Avec l’introduction au Japon de taux d’intérêt négatifs et de l’assouplissement quantitatif à partir de 2016, les investisseurs institutionnels japonais à la recherche de rendement (fonds de pension, assurance-vie et gérants d’actifs) ont accru leurs investissements sur les marchés de dette étrangers (cf. graphique 1). Le différentiel traditionnel de rendement entre marché domestique japonais et marchés étrangers a été un puissant facteur de diversification depuis trois décennies, encore accentué par l’introduction des taux négatifs au Japon : en 2016, alors que le rendement sur les titres souverains japonais 10 ans passaient en territoire négatif (première historique), les bons du Trésor américain de maturité 10 ans proposaient des taux compris entre 1,4% et 2,6%. Combiné à la dépréciation du yen (le yen japonais a perdu 4% face au dollar américain sur l’année 2016 à partir du passage en taux négatif le 22 février), ce différentiel a engendré jusqu’en 2021 de forts gains pour les investisseurs japonais non couverts en change. Les assureurs-vie et les fonds de pensions ne couvrent en moyenne que 50% de leur exposition sur les titres obligataires libellés en devises, un ratio qui varie selon l’évaluation du risque de change par les intermédiaires financiers.
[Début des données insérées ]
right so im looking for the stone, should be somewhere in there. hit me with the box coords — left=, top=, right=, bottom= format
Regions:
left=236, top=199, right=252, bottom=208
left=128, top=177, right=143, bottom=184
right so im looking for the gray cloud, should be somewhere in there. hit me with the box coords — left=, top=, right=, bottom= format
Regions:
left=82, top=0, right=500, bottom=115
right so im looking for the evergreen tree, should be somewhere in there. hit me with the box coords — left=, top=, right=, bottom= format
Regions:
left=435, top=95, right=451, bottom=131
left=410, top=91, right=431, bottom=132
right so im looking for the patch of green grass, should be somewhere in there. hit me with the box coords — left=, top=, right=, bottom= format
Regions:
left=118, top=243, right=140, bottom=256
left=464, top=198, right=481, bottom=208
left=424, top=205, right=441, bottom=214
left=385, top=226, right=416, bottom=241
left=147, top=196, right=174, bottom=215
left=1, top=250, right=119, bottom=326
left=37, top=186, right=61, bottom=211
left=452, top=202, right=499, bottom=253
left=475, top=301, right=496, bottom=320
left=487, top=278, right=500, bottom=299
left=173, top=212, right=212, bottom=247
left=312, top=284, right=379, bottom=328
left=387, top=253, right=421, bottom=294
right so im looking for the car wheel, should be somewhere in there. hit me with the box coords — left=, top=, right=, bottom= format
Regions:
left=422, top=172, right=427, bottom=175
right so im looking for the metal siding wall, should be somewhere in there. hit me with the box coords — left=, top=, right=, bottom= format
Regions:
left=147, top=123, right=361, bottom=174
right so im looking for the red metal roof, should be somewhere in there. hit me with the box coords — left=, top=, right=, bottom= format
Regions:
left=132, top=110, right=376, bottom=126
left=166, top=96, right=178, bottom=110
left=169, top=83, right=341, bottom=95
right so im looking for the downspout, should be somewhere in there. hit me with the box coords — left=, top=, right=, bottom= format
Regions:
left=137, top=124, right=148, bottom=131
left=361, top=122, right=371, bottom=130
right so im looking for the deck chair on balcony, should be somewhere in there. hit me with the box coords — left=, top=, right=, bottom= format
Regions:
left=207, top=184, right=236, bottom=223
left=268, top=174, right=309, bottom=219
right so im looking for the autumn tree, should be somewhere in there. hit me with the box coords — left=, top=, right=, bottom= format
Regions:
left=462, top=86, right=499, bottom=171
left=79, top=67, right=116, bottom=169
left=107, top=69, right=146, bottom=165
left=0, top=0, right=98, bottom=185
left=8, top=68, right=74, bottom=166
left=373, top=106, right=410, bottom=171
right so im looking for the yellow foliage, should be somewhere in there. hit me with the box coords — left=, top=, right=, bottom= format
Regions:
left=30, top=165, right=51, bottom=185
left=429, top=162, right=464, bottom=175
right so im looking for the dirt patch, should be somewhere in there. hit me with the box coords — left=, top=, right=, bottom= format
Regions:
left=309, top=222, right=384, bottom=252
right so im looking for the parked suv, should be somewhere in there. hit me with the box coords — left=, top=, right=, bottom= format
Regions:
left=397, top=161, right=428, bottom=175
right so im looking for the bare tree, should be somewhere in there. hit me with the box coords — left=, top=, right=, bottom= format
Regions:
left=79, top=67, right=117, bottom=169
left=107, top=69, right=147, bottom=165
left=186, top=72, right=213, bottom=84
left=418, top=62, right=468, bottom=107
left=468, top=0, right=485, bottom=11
Ainsi à la fin de 2022, le Japon était détenteur de 6% de l’encours total d’OAT et 3% de l’encours total de bons du Trésor américain (UST, revue de stabilité financière BCE, mai 2023). Il est par ailleurs, d’après les données publiées par le Trésor américain, le premier détenteur étranger de bons du Trésor américain à fin 2023.

Cependant depuis 2022, le resserrement des politiques monétaires dans les pays développés a eu pour conséquence de réduire cet intérêt financier pour les investisseurs japonais : le coût de la couverture contre le risque de variation du cours du yen contre l’euro ou le dollar US est en effet devenu supérieur au différentiel de rendement sur les taux longs entre marchés étrangers et marché japonais. Ainsi en 2022, la forte hausse des taux obligataires souverains américains et européens a été entièrement compensée par la forte hausse de ce coût de couverture. Or, une majorité de ces investisseurs se couvre contre le risque d’appréciation du Yen lorsqu’ils investissent sur des titres libellés en devises. Au cours des années 1980, période de forte appréciation du yen, les assureurs-vie japonais avaient subi des pertes significatives sur leurs investissements étrangers en l’absence de couverture de change. Le rendement net négatif de cette stratégie de portage, une fois le coût de couverture pris en compte, a suscité des retraits nets importants des titres de dette étrangers de la part des investisseurs japonais en 2022 (JPY 23 trillions, soit EUR 140 milliards) et aussi une baisse du ratio de couverture des investissements. 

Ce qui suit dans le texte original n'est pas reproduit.